In my last post, We’re In This Together, I referenced a few ideas from a Morgan Housel post about how the world works.
When Morgan published his post, I re-tweeted it saying he just gave us all inspiration for our next 100 posts. If you thought I was kidding, I was not.
Today I wanted to highlight a few more of these ideas, and how they all work together to outline something happening in the finance industry.
- Texas Sharpshooter Fallacy: Goals set retroactively after an activity, like shooting a blank wall and then drawing a bulls-eye around the holes you left or picking a benchmark after you’ve invested.
- This has, will be, and currently is a problem in the financial media. When markets get tough, as they have been since the emergence of the coronavirus, it presents a great opportunity for advisors to do outstanding work for their clients. Unfortunately, it also presents a great opportunity for other advisors to try and re-write history and say they “saw all of this coming”. Really? You predicted a pandemic would span the globe, shut down the US economy, and send the market down 35% in a month?
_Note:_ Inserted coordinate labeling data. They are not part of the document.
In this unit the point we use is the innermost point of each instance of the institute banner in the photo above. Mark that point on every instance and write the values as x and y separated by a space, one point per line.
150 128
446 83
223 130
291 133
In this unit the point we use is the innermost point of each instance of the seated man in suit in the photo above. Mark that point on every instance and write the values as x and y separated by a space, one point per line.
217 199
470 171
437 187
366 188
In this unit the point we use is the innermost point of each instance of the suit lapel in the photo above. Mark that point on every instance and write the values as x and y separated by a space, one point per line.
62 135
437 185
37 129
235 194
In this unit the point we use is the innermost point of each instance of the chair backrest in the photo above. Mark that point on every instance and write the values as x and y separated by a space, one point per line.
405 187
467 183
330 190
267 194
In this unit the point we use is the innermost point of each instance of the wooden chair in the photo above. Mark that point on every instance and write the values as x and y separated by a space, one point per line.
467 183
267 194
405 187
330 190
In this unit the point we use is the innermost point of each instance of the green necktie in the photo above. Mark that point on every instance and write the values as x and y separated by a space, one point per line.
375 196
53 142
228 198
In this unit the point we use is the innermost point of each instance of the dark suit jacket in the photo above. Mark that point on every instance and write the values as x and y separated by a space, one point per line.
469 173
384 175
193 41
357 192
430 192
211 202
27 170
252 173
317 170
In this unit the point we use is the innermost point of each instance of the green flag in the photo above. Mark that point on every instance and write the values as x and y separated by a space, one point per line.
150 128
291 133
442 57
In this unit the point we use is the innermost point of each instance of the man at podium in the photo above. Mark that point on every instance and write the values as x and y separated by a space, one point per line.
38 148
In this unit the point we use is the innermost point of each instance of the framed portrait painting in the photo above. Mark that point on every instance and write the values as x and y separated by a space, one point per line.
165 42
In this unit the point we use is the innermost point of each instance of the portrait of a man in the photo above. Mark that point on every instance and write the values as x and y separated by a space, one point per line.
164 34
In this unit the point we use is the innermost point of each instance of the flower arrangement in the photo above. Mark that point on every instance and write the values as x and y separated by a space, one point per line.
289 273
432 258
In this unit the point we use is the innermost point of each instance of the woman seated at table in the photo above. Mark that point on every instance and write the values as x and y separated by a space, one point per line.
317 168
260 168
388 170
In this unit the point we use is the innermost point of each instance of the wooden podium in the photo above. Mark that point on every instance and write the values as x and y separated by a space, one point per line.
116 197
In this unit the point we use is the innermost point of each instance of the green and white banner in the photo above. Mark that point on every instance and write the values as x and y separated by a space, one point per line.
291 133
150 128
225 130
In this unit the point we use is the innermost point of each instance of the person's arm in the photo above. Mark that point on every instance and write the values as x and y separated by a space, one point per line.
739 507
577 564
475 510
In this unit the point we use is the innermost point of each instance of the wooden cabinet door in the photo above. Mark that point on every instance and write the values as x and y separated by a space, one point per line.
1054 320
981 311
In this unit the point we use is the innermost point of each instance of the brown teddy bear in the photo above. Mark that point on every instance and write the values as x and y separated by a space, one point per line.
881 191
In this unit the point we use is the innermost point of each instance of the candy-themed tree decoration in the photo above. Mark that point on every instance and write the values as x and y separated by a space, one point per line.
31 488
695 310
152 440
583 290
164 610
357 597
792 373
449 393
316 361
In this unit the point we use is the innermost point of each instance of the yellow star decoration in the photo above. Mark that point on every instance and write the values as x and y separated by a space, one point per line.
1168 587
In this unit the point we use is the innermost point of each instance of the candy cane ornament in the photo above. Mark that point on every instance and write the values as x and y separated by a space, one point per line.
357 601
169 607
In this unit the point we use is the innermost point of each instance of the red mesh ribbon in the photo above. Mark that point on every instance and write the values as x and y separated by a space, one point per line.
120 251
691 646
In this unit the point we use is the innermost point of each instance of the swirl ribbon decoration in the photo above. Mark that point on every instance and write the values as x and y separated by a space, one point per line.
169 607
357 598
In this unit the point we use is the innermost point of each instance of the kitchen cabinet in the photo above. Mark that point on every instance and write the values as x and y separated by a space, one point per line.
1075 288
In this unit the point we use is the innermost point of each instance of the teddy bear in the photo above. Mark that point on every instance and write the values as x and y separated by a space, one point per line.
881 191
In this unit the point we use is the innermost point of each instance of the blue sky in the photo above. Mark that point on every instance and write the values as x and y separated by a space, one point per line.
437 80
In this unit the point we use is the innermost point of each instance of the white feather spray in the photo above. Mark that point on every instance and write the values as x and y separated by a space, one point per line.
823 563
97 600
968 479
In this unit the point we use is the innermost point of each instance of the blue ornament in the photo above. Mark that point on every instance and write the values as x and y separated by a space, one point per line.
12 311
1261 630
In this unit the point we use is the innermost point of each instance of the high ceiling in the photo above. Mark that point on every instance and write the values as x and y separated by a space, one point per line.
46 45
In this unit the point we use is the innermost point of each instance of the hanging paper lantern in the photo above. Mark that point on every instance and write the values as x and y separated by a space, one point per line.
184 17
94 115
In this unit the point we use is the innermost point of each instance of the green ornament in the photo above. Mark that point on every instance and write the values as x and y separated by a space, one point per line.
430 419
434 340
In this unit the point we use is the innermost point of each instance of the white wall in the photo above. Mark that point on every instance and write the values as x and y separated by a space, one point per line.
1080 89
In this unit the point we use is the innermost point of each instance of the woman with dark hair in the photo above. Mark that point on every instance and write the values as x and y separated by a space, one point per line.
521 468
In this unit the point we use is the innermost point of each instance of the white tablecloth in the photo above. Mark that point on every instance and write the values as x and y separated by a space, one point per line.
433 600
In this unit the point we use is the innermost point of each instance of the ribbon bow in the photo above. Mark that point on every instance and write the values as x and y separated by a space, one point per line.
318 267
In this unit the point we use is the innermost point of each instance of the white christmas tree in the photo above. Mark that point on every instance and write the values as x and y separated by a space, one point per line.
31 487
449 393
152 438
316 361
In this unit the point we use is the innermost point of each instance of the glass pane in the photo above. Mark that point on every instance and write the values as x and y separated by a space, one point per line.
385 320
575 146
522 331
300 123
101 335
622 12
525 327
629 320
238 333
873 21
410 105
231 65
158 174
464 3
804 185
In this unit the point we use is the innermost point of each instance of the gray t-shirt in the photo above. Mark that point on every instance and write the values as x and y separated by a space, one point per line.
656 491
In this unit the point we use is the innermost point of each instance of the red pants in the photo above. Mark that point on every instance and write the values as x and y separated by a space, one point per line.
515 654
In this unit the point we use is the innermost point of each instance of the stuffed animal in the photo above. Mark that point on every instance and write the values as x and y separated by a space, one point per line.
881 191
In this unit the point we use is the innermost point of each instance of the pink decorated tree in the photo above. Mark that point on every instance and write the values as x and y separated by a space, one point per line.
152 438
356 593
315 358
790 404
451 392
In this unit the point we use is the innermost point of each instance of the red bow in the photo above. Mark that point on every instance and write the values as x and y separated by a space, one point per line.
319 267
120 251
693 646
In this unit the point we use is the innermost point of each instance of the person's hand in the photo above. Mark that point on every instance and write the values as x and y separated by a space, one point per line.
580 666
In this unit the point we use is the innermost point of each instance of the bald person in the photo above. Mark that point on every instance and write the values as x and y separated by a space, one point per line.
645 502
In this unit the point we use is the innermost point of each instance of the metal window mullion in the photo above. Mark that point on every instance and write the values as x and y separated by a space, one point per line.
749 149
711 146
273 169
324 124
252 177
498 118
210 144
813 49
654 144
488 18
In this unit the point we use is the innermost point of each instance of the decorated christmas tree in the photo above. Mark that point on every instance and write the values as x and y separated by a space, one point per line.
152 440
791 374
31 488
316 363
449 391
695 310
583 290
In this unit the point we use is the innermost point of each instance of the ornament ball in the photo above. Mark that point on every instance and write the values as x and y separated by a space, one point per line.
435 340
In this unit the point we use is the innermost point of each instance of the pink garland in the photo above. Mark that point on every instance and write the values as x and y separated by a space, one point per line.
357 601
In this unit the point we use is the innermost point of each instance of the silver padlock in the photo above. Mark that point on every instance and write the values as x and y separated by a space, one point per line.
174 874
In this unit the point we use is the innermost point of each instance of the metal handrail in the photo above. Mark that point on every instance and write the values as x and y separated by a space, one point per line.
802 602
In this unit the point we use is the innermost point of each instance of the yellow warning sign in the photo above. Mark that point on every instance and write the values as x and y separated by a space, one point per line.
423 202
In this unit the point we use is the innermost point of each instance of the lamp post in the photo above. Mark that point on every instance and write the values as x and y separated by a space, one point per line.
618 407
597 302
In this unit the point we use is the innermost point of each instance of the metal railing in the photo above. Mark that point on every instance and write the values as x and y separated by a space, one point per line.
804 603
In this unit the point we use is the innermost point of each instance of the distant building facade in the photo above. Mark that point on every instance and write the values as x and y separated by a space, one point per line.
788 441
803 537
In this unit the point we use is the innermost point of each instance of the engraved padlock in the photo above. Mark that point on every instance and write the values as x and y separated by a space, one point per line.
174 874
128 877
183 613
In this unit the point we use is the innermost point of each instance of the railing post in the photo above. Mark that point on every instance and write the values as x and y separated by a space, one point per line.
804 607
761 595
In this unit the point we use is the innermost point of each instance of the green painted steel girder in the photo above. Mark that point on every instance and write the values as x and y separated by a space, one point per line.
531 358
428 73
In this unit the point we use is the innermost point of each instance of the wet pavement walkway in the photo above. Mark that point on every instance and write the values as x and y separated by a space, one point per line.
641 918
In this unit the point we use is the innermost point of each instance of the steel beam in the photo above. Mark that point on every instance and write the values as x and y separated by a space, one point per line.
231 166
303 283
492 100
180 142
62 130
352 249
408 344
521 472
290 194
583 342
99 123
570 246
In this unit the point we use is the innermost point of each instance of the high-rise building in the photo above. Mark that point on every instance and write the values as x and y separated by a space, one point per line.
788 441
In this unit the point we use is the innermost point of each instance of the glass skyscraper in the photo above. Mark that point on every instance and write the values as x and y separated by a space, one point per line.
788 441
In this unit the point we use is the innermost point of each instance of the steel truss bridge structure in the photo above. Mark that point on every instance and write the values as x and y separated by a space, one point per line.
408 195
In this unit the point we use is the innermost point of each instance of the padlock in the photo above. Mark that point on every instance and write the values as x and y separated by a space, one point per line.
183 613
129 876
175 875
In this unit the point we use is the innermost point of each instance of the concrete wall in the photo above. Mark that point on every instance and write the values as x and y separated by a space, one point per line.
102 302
- Forgive me if I’m skeptical. Unfortunately, people that claim to have predicted downturns will always get airtime on TV and will always have a market of people who will listen to them. People crave certainty. People crave certainty so much that they’d rather be lied to then to be told an uncertain truth.
- To all of the individual investors out there, be wary of the sharpshooter who says he or she can predict the next market downturn.
- False Uniqueness Effect: Assuming your skills are unique when they’re not. Comes from conflating “I’m good at this” with “Others are bad at this.”
- Piggybacking off the last point, advisors who DO happen to time the market correctly once or twice can get a false sense of skill. That feeling of “I’m good at this” when it comes to timing the market, or even picking stocks, can be very dangerous. That goes for not just advisors, but individual investors as well.
- Seeing how much damage was done in 2008-09, and how many people tried and failed to time their arrival/departure to the market made it even more intoxicating for those who actually managed to get lucky. Just because you were able to get it right then, doesn’t mean you’re going to get it right next time and the time after that.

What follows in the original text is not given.